The History of Freemasonry

There are many tales about the history of Freemasonry and how it got started. A popular myth about the group is that it can trace its origins back to the days of King Solomon. According to the tale, the Freemasons helped Solomon build his famous temple in Jerusalem. Another myth, though this one is not quite so well-known, is that the pyramids in Egypt were built by Freemasons. While myths and legends make great twists in movies and books, they should not to be taken as facts. It is true that the Freemasons have been around for a very long time; however, nobody really knows just how long because there are no written records that have been discovered which say for sure. The earliest record found mentioning the Freemasons was the Regius Poem, in 1390. Another story of the origins of Freemasonry is that it came from the stonemason’s guild that was around during the Middle Ages. This is by far the most widely accepted and version of how Freemasonry came about.

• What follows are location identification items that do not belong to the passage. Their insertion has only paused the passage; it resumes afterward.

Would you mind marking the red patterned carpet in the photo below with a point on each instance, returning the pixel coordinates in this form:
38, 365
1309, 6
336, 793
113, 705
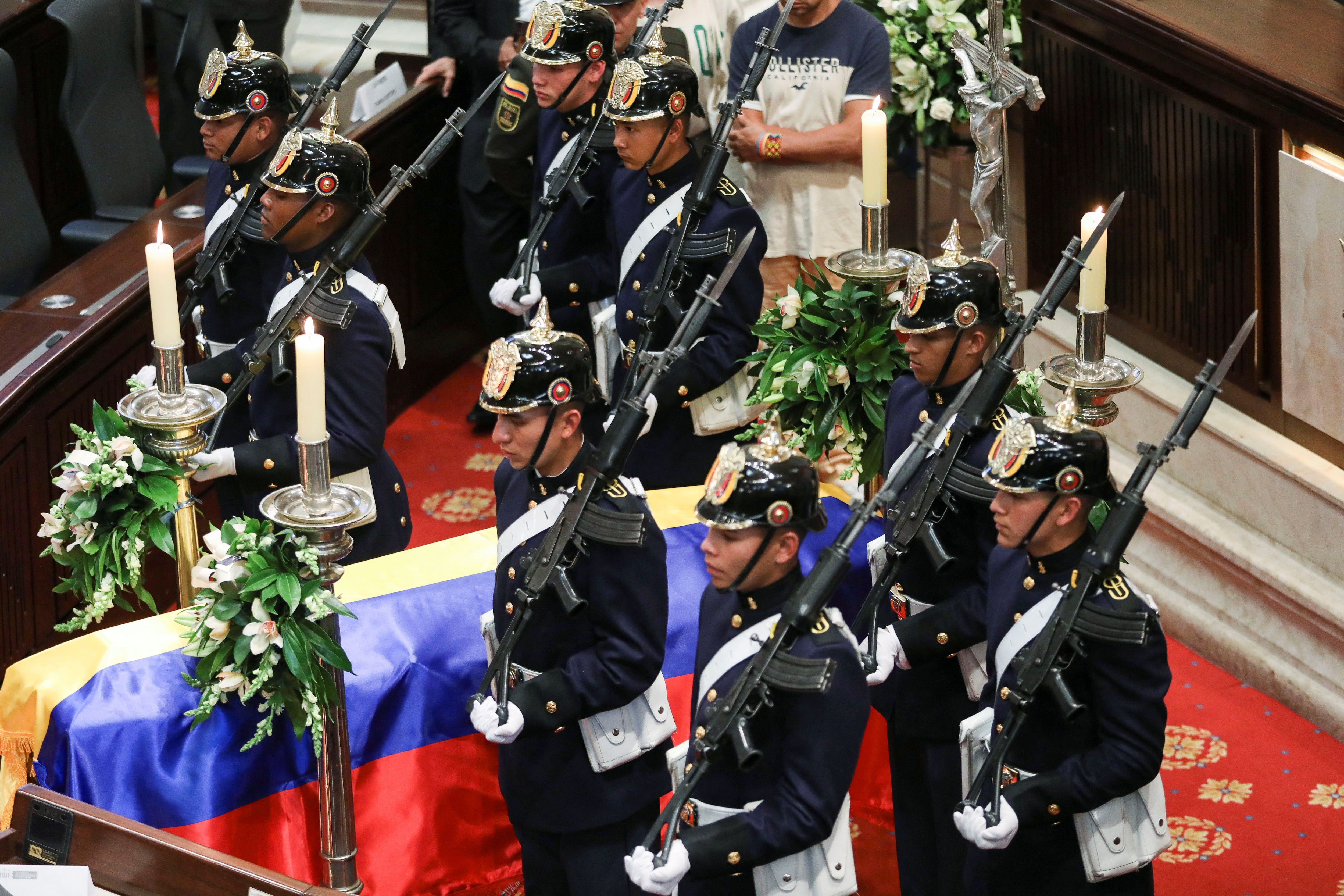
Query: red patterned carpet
1254, 793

Freemasonry, the way it is run now, differs from the original fraternity. Freemasonry in its current form can be traced to 1717, when four of the lodges came together to form the Grand Lodge of England. Prior to this time the members of the group would meet in small lodges scattered throughout both Scotland and England. The reason why Freemasonry has been viewed as a “secret-society” stems from this time period when the members were very private about their what their organization did. After 1717 records were carefully kept about Freemasonry. Through the years the lodges grew more active and attracted the attention of the public with their events.

After the formation of the Grand Lodge of England, Freemasonry spread in both Europe and in colonial America. Many famous early Americans were Freemasons including George Washington, Paul Revere, John Hancock, and Benjamin Franklin. Freemasons have had a history of being people of integrity who have supported individual rights and freedoms, as well as education and self-improvement. In the 1800s the fraternity’s membership swelled and has continued to grow over the years.

Though Freemasonry is now a world-wide organization it maintains the same values that has made Freemasonry so honorable. Freemasonry does not push any religion or political agenda upon its members, or other people. It is not a church or place of worship. It is a place where Freemasons can meet one another as equals and lay aside their differences to help others and to just enjoy each other’s good company. Freemasons today, as they were in the past, are strong and committed to making positive differences in the lives of people. Each year Freemasonry donates millions of dollars to charities around the world. It is no wonder why today there are over four million people who are proud to call themselves Freemasons.